Ronaldinho, Rivaldo y Ronaldo. Robinho, Ronaldo y Ronaldinho. Ronaldinho, Ronaldo, Adriano y Kaká. Nadie, nadie, nadie y Neymar. Aunque siempre cauteloso y contragolpeador, Brasil ha pasado de los tríos carnavalescos a un rockero punk que se manda un solo tremendo y de repente se le da por reventar la guitarra contra el suelo. “Telé Santana que estás en los cielos, Sócrates que estás en los cielos, no os reencarnéis, o querréis ser coreanos”, me escribió en un mail el periodista español Arturo Lezcano, que vive hace algunos años donde cunde el miedo: en Brasil.
“Piensen en nuestra educación –ha dicho Arsene Wenger en una entrevista con el diario Daily Mail–. Nuestra educación se basa en el miedo. Miedo a no ser exitosos, miedo a decepcionar a las otras personas, a nuestras familias. Miedo a decepcionarse a uno mismo. Es lo que pasa en el fútbol (…). El miedo lo guía todo. Y es el miedo lo primero que tenemos que vencer”.

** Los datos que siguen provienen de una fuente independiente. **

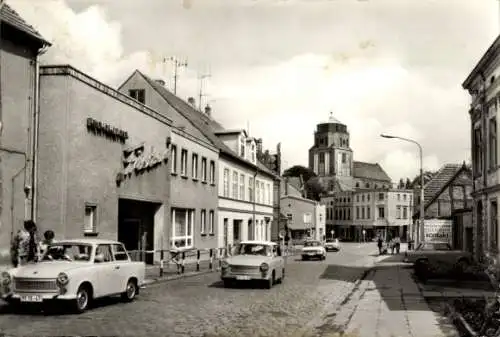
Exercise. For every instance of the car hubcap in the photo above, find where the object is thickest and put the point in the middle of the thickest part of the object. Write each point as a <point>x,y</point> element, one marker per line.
<point>131,290</point>
<point>82,299</point>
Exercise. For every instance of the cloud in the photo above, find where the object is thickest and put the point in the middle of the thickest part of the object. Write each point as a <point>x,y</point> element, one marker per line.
<point>386,69</point>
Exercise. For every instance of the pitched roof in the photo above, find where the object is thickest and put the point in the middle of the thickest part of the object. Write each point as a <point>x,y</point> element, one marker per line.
<point>207,125</point>
<point>9,16</point>
<point>369,171</point>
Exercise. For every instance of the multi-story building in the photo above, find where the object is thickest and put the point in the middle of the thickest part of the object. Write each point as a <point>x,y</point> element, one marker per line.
<point>194,163</point>
<point>100,173</point>
<point>483,85</point>
<point>20,47</point>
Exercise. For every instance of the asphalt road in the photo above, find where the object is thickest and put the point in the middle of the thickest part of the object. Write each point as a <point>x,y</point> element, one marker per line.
<point>200,306</point>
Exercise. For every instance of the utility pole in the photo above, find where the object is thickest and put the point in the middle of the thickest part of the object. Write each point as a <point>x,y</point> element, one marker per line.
<point>201,78</point>
<point>177,64</point>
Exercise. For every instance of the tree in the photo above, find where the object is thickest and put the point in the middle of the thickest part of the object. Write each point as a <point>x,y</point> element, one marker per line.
<point>297,171</point>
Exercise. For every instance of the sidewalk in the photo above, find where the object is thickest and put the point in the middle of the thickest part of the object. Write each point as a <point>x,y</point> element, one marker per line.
<point>388,302</point>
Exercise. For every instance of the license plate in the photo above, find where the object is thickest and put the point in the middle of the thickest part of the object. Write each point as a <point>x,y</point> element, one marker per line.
<point>243,278</point>
<point>31,298</point>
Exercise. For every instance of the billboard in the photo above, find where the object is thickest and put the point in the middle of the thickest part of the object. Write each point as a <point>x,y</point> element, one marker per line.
<point>438,230</point>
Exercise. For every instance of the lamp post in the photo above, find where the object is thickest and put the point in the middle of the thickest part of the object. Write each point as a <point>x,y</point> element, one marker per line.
<point>420,228</point>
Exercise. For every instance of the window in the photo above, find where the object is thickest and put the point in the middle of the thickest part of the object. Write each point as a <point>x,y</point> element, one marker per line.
<point>493,155</point>
<point>226,183</point>
<point>493,225</point>
<point>250,189</point>
<point>182,228</point>
<point>183,162</point>
<point>173,152</point>
<point>211,222</point>
<point>203,222</point>
<point>242,187</point>
<point>138,94</point>
<point>90,221</point>
<point>119,252</point>
<point>381,213</point>
<point>478,152</point>
<point>203,169</point>
<point>242,146</point>
<point>195,166</point>
<point>235,185</point>
<point>212,172</point>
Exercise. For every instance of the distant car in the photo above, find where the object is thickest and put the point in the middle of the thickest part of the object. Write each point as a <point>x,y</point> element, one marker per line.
<point>313,249</point>
<point>254,260</point>
<point>75,271</point>
<point>332,245</point>
<point>438,253</point>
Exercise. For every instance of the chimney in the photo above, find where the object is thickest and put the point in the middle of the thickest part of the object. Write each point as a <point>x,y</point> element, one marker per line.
<point>259,146</point>
<point>208,110</point>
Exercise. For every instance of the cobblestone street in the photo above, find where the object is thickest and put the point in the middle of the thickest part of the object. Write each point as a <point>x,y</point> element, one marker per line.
<point>200,306</point>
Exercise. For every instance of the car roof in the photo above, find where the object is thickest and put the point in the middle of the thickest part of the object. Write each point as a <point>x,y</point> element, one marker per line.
<point>87,241</point>
<point>258,242</point>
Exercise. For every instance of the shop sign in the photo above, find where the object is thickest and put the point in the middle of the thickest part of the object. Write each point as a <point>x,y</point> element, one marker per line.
<point>106,130</point>
<point>137,160</point>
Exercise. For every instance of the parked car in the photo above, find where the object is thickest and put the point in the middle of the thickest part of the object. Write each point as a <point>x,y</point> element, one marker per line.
<point>332,245</point>
<point>254,261</point>
<point>75,271</point>
<point>438,254</point>
<point>313,249</point>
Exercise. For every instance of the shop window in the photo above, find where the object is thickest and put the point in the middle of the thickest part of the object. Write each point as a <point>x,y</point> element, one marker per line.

Como Dunga, cuyo nombre “también significa hombre valiente en portugués”, según escribió el periodista argentino Ezequiel Fernández Moores en una nota titulada Mi nombre es todo lo que tengo. Andaba por el buen camino, Zizek: el mejor humorista que existe es la realidad.
PD: Este texto fue escrito antes del 1-1 y la derrota por penales (3-4) frente a Paraguay. Cuatro pases seguidos y una victoria no nos hubieran cambiado la visión. Es el quinto año de Dunga en la selección.